The image encoder f(⋅) and the optimized text encoder g(⋅) could be deployed in a broad spectrum of ultrasound applications. In subsequent subsections, we will demonstrate how Sonomate can be utilized to perform three downstream tasks: knowledge-enhanced anatomy detection (‘Sonomate can classify fetal ultrasound images without fine-tuning on labelled data’ section), and image- and video-level question answering (‘Sonomate facilitates interaction between the ultrasound machine and the user’ section).
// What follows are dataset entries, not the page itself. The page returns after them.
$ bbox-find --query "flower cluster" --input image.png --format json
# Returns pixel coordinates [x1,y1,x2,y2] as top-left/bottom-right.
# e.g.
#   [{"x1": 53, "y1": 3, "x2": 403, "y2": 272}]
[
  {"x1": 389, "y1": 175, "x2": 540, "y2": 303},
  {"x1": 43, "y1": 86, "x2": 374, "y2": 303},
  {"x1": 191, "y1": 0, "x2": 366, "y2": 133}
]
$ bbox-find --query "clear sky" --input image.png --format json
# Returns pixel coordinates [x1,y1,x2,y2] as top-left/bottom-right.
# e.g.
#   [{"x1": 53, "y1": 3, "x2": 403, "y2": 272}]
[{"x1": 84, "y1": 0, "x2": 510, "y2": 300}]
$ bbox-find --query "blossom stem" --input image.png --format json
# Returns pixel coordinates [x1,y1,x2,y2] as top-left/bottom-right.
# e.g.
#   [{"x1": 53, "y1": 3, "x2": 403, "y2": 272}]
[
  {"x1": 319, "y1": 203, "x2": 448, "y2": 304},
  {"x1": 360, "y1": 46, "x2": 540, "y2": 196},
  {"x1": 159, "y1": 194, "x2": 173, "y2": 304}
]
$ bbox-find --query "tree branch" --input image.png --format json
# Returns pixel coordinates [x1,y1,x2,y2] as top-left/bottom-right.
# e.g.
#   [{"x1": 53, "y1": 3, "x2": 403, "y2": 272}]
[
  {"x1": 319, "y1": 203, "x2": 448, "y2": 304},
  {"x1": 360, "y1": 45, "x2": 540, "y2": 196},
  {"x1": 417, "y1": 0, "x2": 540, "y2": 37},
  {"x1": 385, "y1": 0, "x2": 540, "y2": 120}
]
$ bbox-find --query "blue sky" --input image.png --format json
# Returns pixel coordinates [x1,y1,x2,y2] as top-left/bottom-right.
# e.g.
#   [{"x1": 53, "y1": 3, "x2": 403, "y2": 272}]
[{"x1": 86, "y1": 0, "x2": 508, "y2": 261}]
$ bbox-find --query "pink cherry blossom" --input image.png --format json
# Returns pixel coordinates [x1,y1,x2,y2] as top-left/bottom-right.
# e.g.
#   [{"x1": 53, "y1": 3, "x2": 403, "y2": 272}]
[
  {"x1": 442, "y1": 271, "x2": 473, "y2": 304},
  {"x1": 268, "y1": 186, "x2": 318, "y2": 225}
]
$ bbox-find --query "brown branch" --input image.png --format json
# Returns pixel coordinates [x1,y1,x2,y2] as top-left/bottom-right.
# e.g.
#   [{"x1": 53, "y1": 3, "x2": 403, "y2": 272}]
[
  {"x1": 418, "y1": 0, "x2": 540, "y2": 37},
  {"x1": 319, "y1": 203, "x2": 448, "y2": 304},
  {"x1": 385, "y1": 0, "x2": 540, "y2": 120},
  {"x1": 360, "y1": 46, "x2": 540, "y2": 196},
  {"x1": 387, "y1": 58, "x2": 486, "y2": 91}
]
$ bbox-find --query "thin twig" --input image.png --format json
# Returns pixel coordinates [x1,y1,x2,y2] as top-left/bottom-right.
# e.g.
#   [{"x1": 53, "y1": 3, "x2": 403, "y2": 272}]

Sonomate can classify fetal ultrasound images without fine-tuning on labelled data

We conducted a systematic evaluation of Sonomate for fetal anatomy detection. In this downstream task, Sonomate identifies fetal anatomy from ultrasound images without the requirement for retraining on labelled data (Fig. 4). The evaluation was performed on two internal datasets and one external dataset (Fig. 4d): (1) the first trimester fetal ultrasound dataset with five image classes; (2) the second trimester fetal ultrasound dataset with eight anatomical classes; (3) the open-source maternal-fetal US dataset⁴³ with six classes. Different from commonly used CLIP-based inference methods^22,23,25 converting labels to textual embeddings of sentences, for instance, ‘head circumference plane’ to ‘an ultrasound scan of head circumference plane’ (Fig. 4a), we propose a knowledge-enhanced anatomy detection pipeline (Fig. 4b), where three distinct methods (Fig. 4c) are designed to incorporate an anatomy knowledge graph (Extended Data Table 2) into the process of generating class textual embeddings. Using the recall, precision and F1-scores metrics, our method shows superior performance compared with the baseline models, including CLIP²², PubMedCLIP²⁵ and BiomedCLIP²³, across all the datasets. As summarized in Fig. 5a, Sonomate achieves 77.2% recall for the second trimester image classification task, substantially outperforming CLIP (13.3%), PubMedCLIP (21.0%) and BiomedCLIP (33.2%), respectively. It is worth noting that our model demonstrates comparable performance on the external dataset⁴³ acquired using different ultrasound machines, by different operators and in a different country, suggesting that Sonomate exhibits promising generalizability across diverse clinical settings and imaging conditions.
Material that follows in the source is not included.